Machine learning models are typically trained on data from a single source, which limits their ability to detect and avoid dataset biases that can serve as shortcuts, leading to poor generalization when biases shift. The authors propose a framework that trains a de‑biased representation by encouraging it to diverge from a set of deliberately biased representations. The method trains the target representation to be dissimilar to a predefined set of biased representations, a strategy that is applicable whenever biased representations can be defined more easily than the bias itself. Experiments on synthetic and real‑world biases show that the approach reduces reliance on bias shortcuts and improves generalization, and the source code is publicly available.

Abstract

Many machine learning algorithms are trained and evaluated by splitting data from a single source into training and test sets. While such focus on in-distribution learning scenarios has led to interesting advancement, it has not been able to tell if models are relying on dataset biases as shortcuts for successful prediction (e.g., using snow cues for recognising snowmobiles), resulting in biased models that fail to generalise when the bias shifts to a different class. The cross-bias generalisation problem has been addressed by de-biasing training data through augmentation or re-sampling, which are often prohibitive due to the data collection cost (e.g., collecting images of a snowmobile on a desert) and the difficulty of quantifying or expressing biases in the first place.
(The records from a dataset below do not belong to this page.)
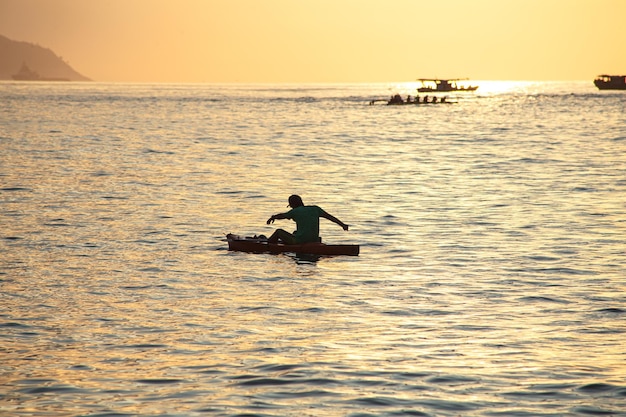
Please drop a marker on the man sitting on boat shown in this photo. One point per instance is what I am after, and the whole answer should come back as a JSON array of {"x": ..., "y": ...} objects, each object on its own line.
[{"x": 307, "y": 220}]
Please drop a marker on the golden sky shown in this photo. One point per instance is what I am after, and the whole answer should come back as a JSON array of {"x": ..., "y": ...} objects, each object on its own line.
[{"x": 325, "y": 40}]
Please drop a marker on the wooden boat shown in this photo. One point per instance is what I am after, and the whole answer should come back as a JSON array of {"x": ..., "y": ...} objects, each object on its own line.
[
  {"x": 610, "y": 82},
  {"x": 417, "y": 100},
  {"x": 261, "y": 245},
  {"x": 436, "y": 85}
]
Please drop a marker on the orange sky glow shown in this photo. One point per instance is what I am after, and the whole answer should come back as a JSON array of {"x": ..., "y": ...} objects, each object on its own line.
[{"x": 325, "y": 40}]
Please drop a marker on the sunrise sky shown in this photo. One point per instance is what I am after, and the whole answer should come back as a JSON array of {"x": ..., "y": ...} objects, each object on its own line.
[{"x": 325, "y": 40}]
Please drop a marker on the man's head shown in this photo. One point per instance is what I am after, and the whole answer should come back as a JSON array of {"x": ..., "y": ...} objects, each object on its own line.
[{"x": 295, "y": 201}]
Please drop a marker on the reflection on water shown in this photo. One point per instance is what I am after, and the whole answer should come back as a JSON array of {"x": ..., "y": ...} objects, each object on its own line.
[{"x": 490, "y": 279}]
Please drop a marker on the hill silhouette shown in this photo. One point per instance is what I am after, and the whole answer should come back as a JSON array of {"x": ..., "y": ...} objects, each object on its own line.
[{"x": 16, "y": 56}]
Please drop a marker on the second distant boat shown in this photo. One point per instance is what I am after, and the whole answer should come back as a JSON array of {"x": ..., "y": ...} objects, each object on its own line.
[{"x": 436, "y": 85}]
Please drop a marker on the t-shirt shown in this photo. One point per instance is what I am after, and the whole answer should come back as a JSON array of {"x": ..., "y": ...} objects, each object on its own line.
[{"x": 307, "y": 220}]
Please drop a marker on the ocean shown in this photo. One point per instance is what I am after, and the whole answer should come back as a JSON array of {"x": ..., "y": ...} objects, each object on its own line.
[{"x": 491, "y": 279}]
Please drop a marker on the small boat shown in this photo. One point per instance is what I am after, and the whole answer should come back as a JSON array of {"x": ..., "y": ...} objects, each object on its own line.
[
  {"x": 610, "y": 82},
  {"x": 436, "y": 85},
  {"x": 261, "y": 245},
  {"x": 397, "y": 100}
]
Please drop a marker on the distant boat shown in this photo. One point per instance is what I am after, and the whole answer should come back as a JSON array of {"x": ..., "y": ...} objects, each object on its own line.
[
  {"x": 610, "y": 82},
  {"x": 436, "y": 85},
  {"x": 26, "y": 74}
]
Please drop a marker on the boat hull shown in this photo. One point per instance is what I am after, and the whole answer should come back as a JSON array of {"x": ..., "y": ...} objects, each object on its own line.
[
  {"x": 252, "y": 245},
  {"x": 610, "y": 82}
]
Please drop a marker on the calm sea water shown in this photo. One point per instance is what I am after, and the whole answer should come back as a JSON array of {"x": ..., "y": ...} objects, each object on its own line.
[{"x": 491, "y": 280}]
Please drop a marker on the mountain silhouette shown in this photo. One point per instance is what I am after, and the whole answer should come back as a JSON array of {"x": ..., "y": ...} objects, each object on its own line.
[{"x": 28, "y": 61}]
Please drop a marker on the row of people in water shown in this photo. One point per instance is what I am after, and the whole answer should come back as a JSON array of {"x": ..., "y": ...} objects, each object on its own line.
[{"x": 397, "y": 99}]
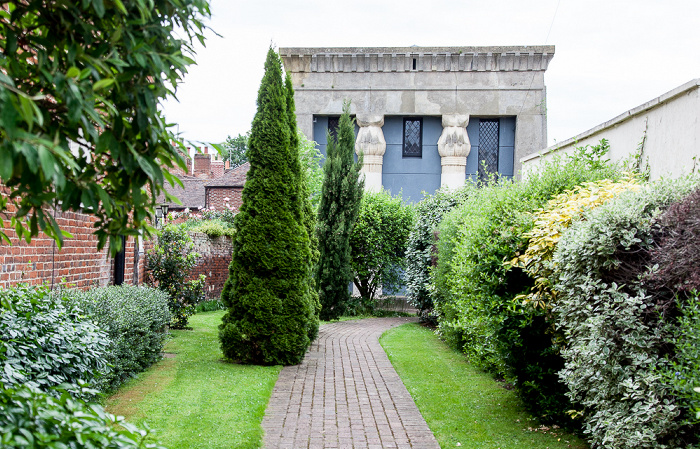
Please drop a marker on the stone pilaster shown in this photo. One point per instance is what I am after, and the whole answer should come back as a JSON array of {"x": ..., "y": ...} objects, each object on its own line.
[
  {"x": 454, "y": 148},
  {"x": 370, "y": 143}
]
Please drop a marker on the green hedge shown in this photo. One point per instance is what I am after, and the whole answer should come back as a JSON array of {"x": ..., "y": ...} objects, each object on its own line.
[
  {"x": 44, "y": 344},
  {"x": 619, "y": 334},
  {"x": 421, "y": 253},
  {"x": 473, "y": 287},
  {"x": 33, "y": 419},
  {"x": 135, "y": 320}
]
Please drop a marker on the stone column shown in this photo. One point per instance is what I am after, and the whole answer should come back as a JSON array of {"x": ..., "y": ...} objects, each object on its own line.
[
  {"x": 454, "y": 148},
  {"x": 370, "y": 143}
]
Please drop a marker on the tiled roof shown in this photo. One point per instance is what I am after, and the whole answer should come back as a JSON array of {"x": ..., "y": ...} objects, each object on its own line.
[
  {"x": 234, "y": 178},
  {"x": 192, "y": 195}
]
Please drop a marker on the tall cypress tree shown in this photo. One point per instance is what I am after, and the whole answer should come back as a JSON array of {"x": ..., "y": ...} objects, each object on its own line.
[
  {"x": 270, "y": 312},
  {"x": 341, "y": 195},
  {"x": 308, "y": 217}
]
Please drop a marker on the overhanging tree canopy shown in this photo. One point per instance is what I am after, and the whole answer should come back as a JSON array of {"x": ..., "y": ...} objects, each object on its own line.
[{"x": 80, "y": 84}]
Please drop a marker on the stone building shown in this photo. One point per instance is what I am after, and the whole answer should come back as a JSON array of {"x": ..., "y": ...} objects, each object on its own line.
[{"x": 427, "y": 116}]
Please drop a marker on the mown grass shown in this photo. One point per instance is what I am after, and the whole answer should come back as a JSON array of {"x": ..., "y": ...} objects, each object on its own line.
[
  {"x": 463, "y": 406},
  {"x": 192, "y": 399}
]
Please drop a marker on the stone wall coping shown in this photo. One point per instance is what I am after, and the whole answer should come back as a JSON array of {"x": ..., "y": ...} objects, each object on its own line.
[
  {"x": 526, "y": 49},
  {"x": 427, "y": 59},
  {"x": 641, "y": 109}
]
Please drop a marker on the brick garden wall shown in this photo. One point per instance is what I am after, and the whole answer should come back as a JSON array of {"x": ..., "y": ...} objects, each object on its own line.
[
  {"x": 215, "y": 197},
  {"x": 77, "y": 263},
  {"x": 215, "y": 257}
]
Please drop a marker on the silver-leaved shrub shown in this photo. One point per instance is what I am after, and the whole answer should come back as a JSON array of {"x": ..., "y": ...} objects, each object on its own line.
[{"x": 616, "y": 343}]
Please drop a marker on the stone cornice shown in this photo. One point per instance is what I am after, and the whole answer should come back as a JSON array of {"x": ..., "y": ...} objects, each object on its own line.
[{"x": 427, "y": 59}]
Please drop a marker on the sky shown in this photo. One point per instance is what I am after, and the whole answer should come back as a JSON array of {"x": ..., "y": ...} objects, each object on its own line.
[{"x": 610, "y": 55}]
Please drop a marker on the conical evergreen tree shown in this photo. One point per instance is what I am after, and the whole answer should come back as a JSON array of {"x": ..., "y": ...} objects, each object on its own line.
[
  {"x": 308, "y": 216},
  {"x": 269, "y": 317},
  {"x": 340, "y": 202}
]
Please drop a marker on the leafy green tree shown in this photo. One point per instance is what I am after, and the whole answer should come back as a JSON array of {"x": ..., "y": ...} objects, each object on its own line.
[
  {"x": 338, "y": 209},
  {"x": 235, "y": 149},
  {"x": 311, "y": 165},
  {"x": 378, "y": 243},
  {"x": 270, "y": 315},
  {"x": 80, "y": 129}
]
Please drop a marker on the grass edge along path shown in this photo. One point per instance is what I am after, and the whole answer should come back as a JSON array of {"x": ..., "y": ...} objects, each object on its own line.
[
  {"x": 464, "y": 407},
  {"x": 196, "y": 400}
]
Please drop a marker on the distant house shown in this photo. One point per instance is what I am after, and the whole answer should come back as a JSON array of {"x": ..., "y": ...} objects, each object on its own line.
[
  {"x": 191, "y": 194},
  {"x": 427, "y": 116},
  {"x": 226, "y": 189}
]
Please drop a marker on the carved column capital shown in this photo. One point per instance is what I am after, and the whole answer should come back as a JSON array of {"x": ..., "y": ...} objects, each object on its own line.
[
  {"x": 371, "y": 144},
  {"x": 454, "y": 147}
]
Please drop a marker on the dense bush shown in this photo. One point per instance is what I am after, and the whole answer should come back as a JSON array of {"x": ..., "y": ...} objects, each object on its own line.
[
  {"x": 683, "y": 373},
  {"x": 168, "y": 268},
  {"x": 44, "y": 344},
  {"x": 34, "y": 419},
  {"x": 617, "y": 340},
  {"x": 473, "y": 289},
  {"x": 338, "y": 209},
  {"x": 210, "y": 306},
  {"x": 550, "y": 222},
  {"x": 677, "y": 255},
  {"x": 272, "y": 315},
  {"x": 135, "y": 320},
  {"x": 421, "y": 252},
  {"x": 378, "y": 243}
]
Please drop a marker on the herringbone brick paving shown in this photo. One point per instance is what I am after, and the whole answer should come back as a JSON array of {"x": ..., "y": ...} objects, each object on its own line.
[{"x": 345, "y": 394}]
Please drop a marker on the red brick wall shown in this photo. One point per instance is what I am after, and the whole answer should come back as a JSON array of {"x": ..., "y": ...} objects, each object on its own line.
[
  {"x": 77, "y": 263},
  {"x": 215, "y": 197},
  {"x": 214, "y": 259}
]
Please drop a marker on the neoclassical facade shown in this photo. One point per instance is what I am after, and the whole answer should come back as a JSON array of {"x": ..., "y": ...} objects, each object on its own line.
[{"x": 426, "y": 116}]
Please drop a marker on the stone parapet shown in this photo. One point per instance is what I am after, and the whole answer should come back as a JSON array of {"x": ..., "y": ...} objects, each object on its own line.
[{"x": 420, "y": 59}]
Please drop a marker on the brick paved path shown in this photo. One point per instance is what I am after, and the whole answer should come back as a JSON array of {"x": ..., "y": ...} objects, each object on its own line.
[{"x": 346, "y": 394}]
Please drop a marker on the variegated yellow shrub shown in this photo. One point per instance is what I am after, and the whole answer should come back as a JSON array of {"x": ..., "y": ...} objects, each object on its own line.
[{"x": 551, "y": 222}]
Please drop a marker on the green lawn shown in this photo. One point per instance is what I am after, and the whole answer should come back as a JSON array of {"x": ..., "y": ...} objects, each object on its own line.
[
  {"x": 463, "y": 406},
  {"x": 194, "y": 399}
]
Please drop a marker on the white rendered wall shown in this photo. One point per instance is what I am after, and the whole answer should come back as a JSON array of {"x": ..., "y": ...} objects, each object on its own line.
[{"x": 672, "y": 124}]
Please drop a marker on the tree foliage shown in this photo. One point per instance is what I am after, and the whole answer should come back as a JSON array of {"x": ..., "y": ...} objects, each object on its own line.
[
  {"x": 80, "y": 129},
  {"x": 616, "y": 337},
  {"x": 168, "y": 267},
  {"x": 378, "y": 242},
  {"x": 422, "y": 252},
  {"x": 340, "y": 203},
  {"x": 235, "y": 149},
  {"x": 271, "y": 315}
]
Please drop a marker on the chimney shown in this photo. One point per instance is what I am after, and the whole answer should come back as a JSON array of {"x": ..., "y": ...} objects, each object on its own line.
[
  {"x": 217, "y": 169},
  {"x": 202, "y": 165}
]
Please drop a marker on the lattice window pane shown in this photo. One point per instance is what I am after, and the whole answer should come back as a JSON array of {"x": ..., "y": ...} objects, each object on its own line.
[
  {"x": 412, "y": 138},
  {"x": 488, "y": 148},
  {"x": 333, "y": 124}
]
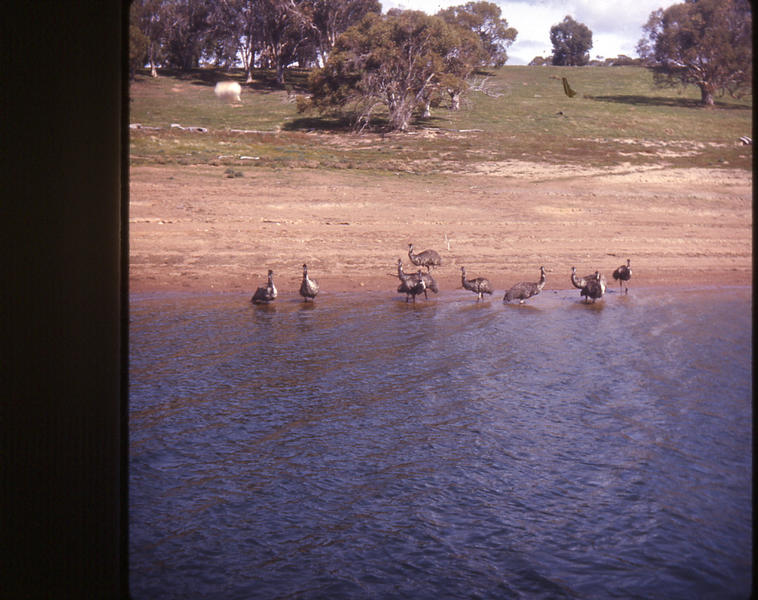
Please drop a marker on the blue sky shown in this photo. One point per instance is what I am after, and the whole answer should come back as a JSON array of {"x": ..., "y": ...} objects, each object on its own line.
[{"x": 616, "y": 25}]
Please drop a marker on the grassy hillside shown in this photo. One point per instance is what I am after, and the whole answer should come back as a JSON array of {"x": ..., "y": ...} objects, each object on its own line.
[{"x": 518, "y": 113}]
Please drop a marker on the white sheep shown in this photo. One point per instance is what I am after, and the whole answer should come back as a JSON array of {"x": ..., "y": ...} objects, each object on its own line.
[{"x": 228, "y": 90}]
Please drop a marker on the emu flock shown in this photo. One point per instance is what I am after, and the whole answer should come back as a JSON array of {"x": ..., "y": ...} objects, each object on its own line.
[{"x": 592, "y": 286}]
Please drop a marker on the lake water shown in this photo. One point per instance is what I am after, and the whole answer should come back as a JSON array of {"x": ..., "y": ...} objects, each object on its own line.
[{"x": 364, "y": 447}]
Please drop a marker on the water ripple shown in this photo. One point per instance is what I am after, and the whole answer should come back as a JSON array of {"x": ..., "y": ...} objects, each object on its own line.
[{"x": 451, "y": 449}]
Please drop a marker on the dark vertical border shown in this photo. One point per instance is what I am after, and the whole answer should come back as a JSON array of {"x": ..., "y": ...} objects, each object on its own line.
[{"x": 63, "y": 315}]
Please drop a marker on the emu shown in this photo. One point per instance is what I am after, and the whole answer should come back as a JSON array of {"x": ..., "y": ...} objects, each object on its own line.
[
  {"x": 408, "y": 281},
  {"x": 309, "y": 287},
  {"x": 524, "y": 290},
  {"x": 427, "y": 258},
  {"x": 229, "y": 91},
  {"x": 594, "y": 287},
  {"x": 479, "y": 285},
  {"x": 267, "y": 293},
  {"x": 622, "y": 274}
]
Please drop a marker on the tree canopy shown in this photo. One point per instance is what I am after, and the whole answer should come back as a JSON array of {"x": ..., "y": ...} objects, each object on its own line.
[
  {"x": 397, "y": 62},
  {"x": 571, "y": 43},
  {"x": 707, "y": 43},
  {"x": 266, "y": 33},
  {"x": 483, "y": 19}
]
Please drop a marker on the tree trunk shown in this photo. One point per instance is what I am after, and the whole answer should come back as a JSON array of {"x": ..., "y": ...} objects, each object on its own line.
[
  {"x": 455, "y": 100},
  {"x": 427, "y": 109},
  {"x": 706, "y": 95}
]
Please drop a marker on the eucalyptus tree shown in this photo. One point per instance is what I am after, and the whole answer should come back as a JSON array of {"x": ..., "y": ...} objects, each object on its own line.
[
  {"x": 571, "y": 43},
  {"x": 185, "y": 37},
  {"x": 330, "y": 18},
  {"x": 483, "y": 19},
  {"x": 393, "y": 62},
  {"x": 706, "y": 43},
  {"x": 148, "y": 27}
]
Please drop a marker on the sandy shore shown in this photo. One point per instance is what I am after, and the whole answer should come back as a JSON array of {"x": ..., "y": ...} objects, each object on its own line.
[{"x": 193, "y": 228}]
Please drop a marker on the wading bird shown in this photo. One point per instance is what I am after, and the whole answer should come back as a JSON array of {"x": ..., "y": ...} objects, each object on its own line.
[
  {"x": 594, "y": 287},
  {"x": 524, "y": 290},
  {"x": 408, "y": 281},
  {"x": 479, "y": 285},
  {"x": 427, "y": 258},
  {"x": 624, "y": 273},
  {"x": 267, "y": 293},
  {"x": 309, "y": 287}
]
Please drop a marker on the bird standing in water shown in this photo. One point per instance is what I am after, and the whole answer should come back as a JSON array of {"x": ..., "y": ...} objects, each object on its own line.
[
  {"x": 267, "y": 293},
  {"x": 479, "y": 285},
  {"x": 524, "y": 290},
  {"x": 309, "y": 287},
  {"x": 622, "y": 274}
]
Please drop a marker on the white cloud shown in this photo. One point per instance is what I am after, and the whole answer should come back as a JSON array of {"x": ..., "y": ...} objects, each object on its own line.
[{"x": 616, "y": 25}]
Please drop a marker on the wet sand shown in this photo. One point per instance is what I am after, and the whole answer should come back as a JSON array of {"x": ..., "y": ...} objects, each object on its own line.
[{"x": 194, "y": 229}]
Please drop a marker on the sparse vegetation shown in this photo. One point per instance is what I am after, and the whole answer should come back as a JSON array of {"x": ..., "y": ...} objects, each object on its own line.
[{"x": 619, "y": 116}]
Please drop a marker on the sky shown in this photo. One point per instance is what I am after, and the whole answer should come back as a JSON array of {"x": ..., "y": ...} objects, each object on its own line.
[{"x": 616, "y": 25}]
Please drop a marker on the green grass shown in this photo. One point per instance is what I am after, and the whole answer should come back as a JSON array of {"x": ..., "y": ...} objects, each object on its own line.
[{"x": 617, "y": 117}]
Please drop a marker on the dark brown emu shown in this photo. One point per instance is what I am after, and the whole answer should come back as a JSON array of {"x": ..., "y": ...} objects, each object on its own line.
[
  {"x": 624, "y": 274},
  {"x": 479, "y": 285},
  {"x": 524, "y": 290},
  {"x": 267, "y": 293}
]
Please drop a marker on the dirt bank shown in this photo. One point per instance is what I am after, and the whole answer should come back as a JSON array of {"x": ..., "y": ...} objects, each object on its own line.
[{"x": 194, "y": 228}]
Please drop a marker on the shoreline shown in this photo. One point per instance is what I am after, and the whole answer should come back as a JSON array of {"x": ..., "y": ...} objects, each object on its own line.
[{"x": 193, "y": 229}]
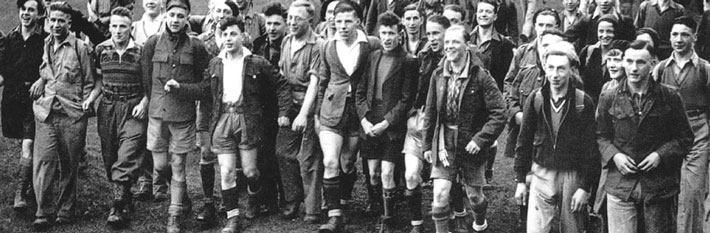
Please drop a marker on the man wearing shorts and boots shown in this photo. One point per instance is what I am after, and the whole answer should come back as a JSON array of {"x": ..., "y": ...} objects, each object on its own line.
[
  {"x": 464, "y": 116},
  {"x": 383, "y": 97},
  {"x": 337, "y": 121},
  {"x": 168, "y": 58}
]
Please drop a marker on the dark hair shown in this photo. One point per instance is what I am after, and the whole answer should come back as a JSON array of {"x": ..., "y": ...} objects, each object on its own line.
[
  {"x": 652, "y": 33},
  {"x": 231, "y": 21},
  {"x": 642, "y": 45},
  {"x": 547, "y": 11},
  {"x": 456, "y": 8},
  {"x": 348, "y": 6},
  {"x": 493, "y": 3},
  {"x": 123, "y": 12},
  {"x": 686, "y": 21},
  {"x": 64, "y": 7},
  {"x": 439, "y": 19},
  {"x": 389, "y": 19},
  {"x": 232, "y": 6},
  {"x": 41, "y": 8},
  {"x": 276, "y": 9}
]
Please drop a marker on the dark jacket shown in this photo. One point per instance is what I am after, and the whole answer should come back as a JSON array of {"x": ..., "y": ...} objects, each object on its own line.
[
  {"x": 663, "y": 128},
  {"x": 335, "y": 82},
  {"x": 573, "y": 148},
  {"x": 397, "y": 90},
  {"x": 258, "y": 76},
  {"x": 481, "y": 116},
  {"x": 180, "y": 57}
]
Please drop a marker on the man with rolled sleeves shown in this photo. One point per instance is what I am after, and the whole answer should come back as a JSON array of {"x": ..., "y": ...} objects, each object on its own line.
[
  {"x": 173, "y": 56},
  {"x": 66, "y": 80}
]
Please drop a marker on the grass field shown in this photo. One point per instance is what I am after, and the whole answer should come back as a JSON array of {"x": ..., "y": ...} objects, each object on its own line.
[{"x": 94, "y": 193}]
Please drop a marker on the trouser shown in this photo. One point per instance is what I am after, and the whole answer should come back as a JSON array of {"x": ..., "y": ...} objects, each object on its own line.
[
  {"x": 59, "y": 141},
  {"x": 637, "y": 215},
  {"x": 123, "y": 139},
  {"x": 693, "y": 179},
  {"x": 301, "y": 166},
  {"x": 552, "y": 190}
]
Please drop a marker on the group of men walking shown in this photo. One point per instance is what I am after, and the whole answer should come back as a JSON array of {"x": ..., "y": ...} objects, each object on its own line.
[{"x": 597, "y": 118}]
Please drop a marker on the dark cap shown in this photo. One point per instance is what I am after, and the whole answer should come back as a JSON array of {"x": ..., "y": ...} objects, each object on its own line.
[{"x": 185, "y": 4}]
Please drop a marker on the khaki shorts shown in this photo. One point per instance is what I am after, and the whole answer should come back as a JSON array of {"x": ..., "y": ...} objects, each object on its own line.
[{"x": 173, "y": 137}]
In this work, we propose a novel framework to train a de-biased representation by encouraging it to be different from a set of representations that are biased by design. This tactic is feasible in many scenarios where it is much easier to define a set of biased representations than to define and quantify bias. We demonstrate the efficacy of our method across a variety of synthetic and real-world biases; our experiments show that the method discourages models from taking bias shortcuts, resulting in improved generalisation. Source code is available at this https URL.